Bill Kovach e Tom Rosenstiel, autores do livro Os elementos do Jornalismo (2001), apresentam características que comprovam que a prática jornalística passa por ‘um momento de transição’. Eles argumentam que a transformação nos elementos da produção das notícias está diretamente relacionada a mudanças tecnológicas, sociais e econômicas. Para exemplificar, citam os períodos entre 1830 e 1840, que se transformou com o advento do telégrafo (o que possibilitou que as notícias fossem enviadas de maneira rápida e para lugares, até então, inatingíveis); entre 1880 e 1890, com a redução dos preços do papel e a onda de imigração; entre 1920 e 1930, com a rádio (a mensagem jornalística chegava à sua audiência de forma instantânea e utilizando a som); e entre 1950 e 1960, com a Guerra Fria e a televisão (que trouxe a imagem).
Com a criação da internet, das tecnologias móveis e dos cabos, a situação não seria diferente, ainda mais se tratando de um período globalizado e de valorização da informação. A chamada ‘Era da Informação’ culminou com a expansão de meios como a televisão, publicações impressas, sites na própria internet e dispositivos móveis dotados de poderio informacional.
O marco do 11 de Setembro
Instaura-se uma fase em que os processos de produzir, difundir e receber mensagens jornalísticas são afetados diretamente. Características como a da interatividade, a da instantaneidade e a do acesso a fáceis ferramentas para publicações sacramentam a grande possibilidade de a audiência participar ativamente no fluxo de produção jornalística. Ou seja, a internet propiciou os meios necessários para que qualquer cidadão pudesse compartilhar suas notícias com outras pessoas ou comunidades online, o que, de acordo com Shayne Bowman e Chris Willis, autores do livro We Media (2003), cria um ambiente de maior cidadania e democracia.
O maior reflexo desse processo se deu nos atentados de Nova York no dia 11 de setembro de 2001. As cenas dos aviões se chocando com as torres do World Trade Center e com as instalações do Pentágono trouxeram aos norte-americanos – e, por que não, ao mundo – um misto de sensações que envolviam certamente a perplexidade, o medo e a insegurança. A maior potência econômica e política do globo encontrou-se num estado de vulnerabilidade desconhecido pela maioria das gerações de seus cidadãos.

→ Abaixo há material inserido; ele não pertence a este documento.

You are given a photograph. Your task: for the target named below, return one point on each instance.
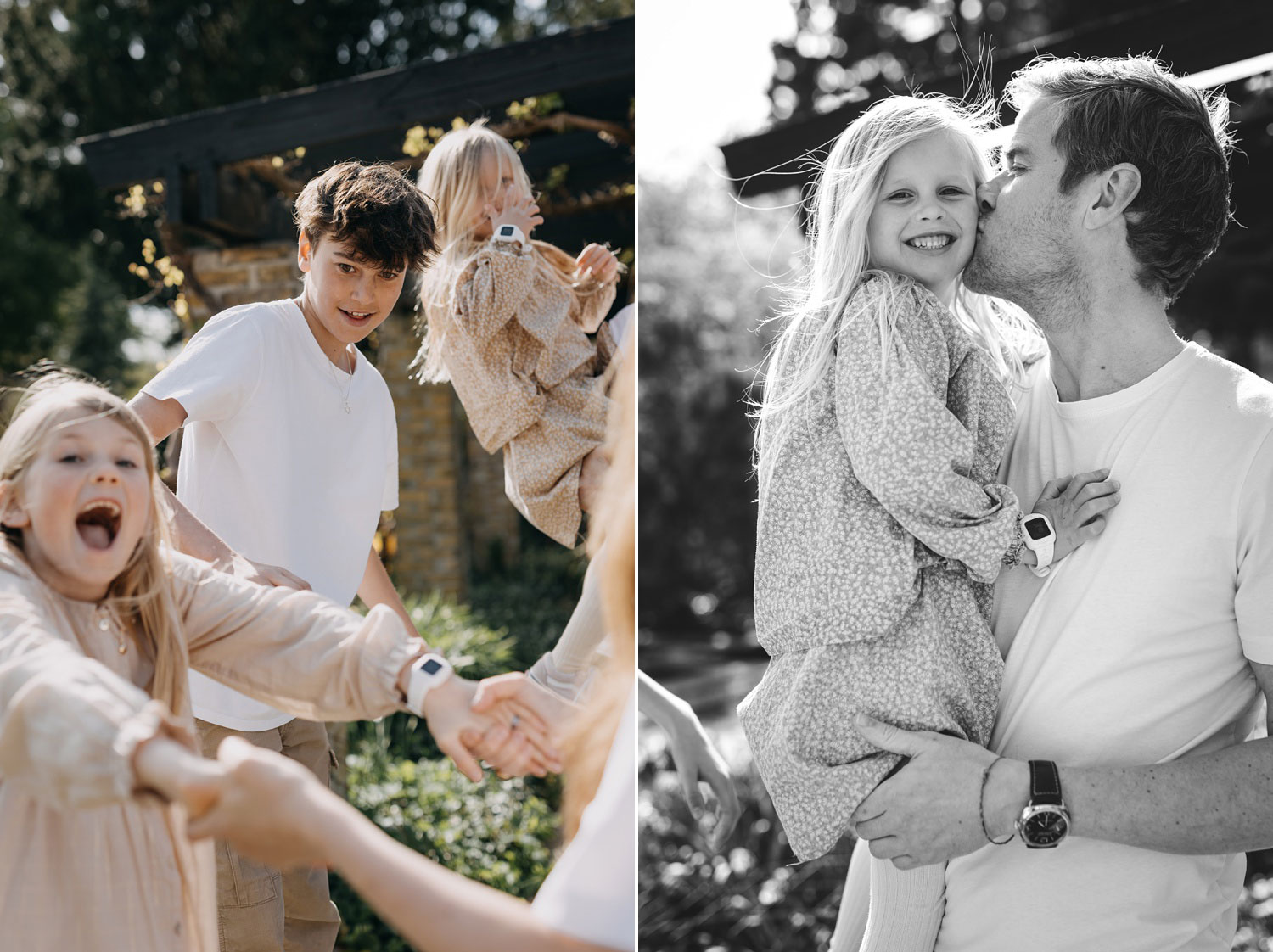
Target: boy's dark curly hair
(374, 210)
(1133, 109)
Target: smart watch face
(1043, 826)
(1036, 527)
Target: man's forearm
(1211, 804)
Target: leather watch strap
(1044, 783)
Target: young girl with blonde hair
(98, 624)
(507, 320)
(885, 412)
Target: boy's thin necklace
(106, 623)
(349, 387)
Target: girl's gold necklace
(106, 621)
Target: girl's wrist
(1007, 791)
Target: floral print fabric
(878, 537)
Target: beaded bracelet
(1012, 555)
(980, 804)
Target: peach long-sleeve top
(88, 862)
(516, 333)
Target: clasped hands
(929, 811)
(507, 720)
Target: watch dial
(1046, 827)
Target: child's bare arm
(163, 417)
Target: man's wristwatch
(428, 671)
(1041, 540)
(509, 233)
(1046, 820)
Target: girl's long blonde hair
(451, 177)
(140, 596)
(838, 261)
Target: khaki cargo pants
(259, 909)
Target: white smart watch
(1040, 539)
(509, 233)
(428, 671)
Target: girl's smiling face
(924, 218)
(81, 506)
(494, 181)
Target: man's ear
(12, 514)
(1114, 191)
(305, 252)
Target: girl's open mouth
(931, 242)
(98, 524)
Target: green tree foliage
(81, 66)
(850, 51)
(704, 292)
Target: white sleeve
(1253, 601)
(389, 496)
(218, 371)
(591, 893)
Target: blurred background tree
(74, 68)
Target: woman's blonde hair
(452, 178)
(838, 261)
(140, 596)
(614, 524)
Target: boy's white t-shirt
(591, 891)
(1133, 651)
(272, 462)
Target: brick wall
(452, 513)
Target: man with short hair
(1137, 669)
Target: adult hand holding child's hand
(266, 806)
(513, 740)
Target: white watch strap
(1044, 549)
(509, 233)
(428, 671)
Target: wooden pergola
(200, 155)
(1193, 36)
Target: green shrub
(498, 832)
(532, 601)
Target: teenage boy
(289, 456)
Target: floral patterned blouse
(878, 541)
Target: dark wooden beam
(425, 92)
(1189, 35)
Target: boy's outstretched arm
(163, 417)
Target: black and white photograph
(956, 550)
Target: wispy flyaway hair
(1133, 109)
(838, 259)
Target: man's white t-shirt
(591, 893)
(1133, 651)
(272, 462)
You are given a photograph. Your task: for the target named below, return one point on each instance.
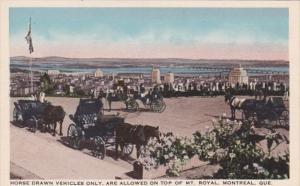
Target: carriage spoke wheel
(99, 149)
(284, 118)
(32, 123)
(156, 106)
(253, 118)
(17, 117)
(73, 136)
(127, 150)
(273, 119)
(132, 106)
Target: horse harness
(231, 100)
(134, 130)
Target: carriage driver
(144, 94)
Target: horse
(52, 115)
(116, 96)
(134, 134)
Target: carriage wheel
(127, 150)
(156, 106)
(284, 118)
(132, 106)
(73, 136)
(164, 107)
(32, 123)
(17, 117)
(273, 120)
(99, 149)
(252, 118)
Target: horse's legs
(54, 128)
(60, 128)
(117, 146)
(122, 149)
(138, 148)
(232, 113)
(109, 105)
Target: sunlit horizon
(152, 33)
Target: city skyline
(193, 33)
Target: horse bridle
(231, 100)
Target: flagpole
(31, 77)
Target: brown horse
(52, 115)
(134, 134)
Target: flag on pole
(28, 38)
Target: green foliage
(232, 145)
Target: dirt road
(46, 157)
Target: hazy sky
(212, 33)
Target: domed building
(238, 75)
(155, 76)
(98, 73)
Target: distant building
(169, 77)
(238, 75)
(155, 76)
(53, 72)
(98, 73)
(131, 75)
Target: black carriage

Dan Gillmor, autor do livro We, The Media (2004), explica que a televisão mostrou graficamente o que estava acontecendo e o que os jornalistas foram além, fazendo um trabalho que não foi pelo caminho superficial; pelo contrário, primou pela profundidade dos fatos. ‘Os jornalistas fizeram muitos dos seus melhores trabalhos e me fizeram orgulhoso de ser um deles. (GILLMOR, 2004).’ Mas a cobertura dos veículos de comunicação de massa não satisfez a necessidade de muitas pessoas de expressarem seus sentimentos e de entenderem coletivamente o que se passava realmente naquele momento. Elas eram os principais atores envolvidos e, definitivamente, tinham algo a dizer e mostrar. O resultado dessa inquietação foi quase imediato. Não foi por acaso que Gillmor (2004) disse que algo diferente aconteceu naquela cobertura dos atentados. Uma rede de notícias criada por cidadãos comuns estava se disseminando na internet.
O impacto da cobertura
Notícias que contrastavam com aquelas produzidas pela grande mídia, já que refletiam contextos extremamente pessoais e se complementavam como peças de um grande quebra-cabeça. E essas peças eram formadas por textos que incluíam diferentes narrativas pessoais, galeria de fotos, comentários, fóruns, troca de e-mails, já que os tradicionais sites de notícias não suportaram a grande carga de acessos. Mesmo que as primeiras publicações refletissem indignação quanto ao ocorrido, logo elas se direcionaram para debates e discussões críticas das possíveis origens e conseqüências dos históricos acontecimentos.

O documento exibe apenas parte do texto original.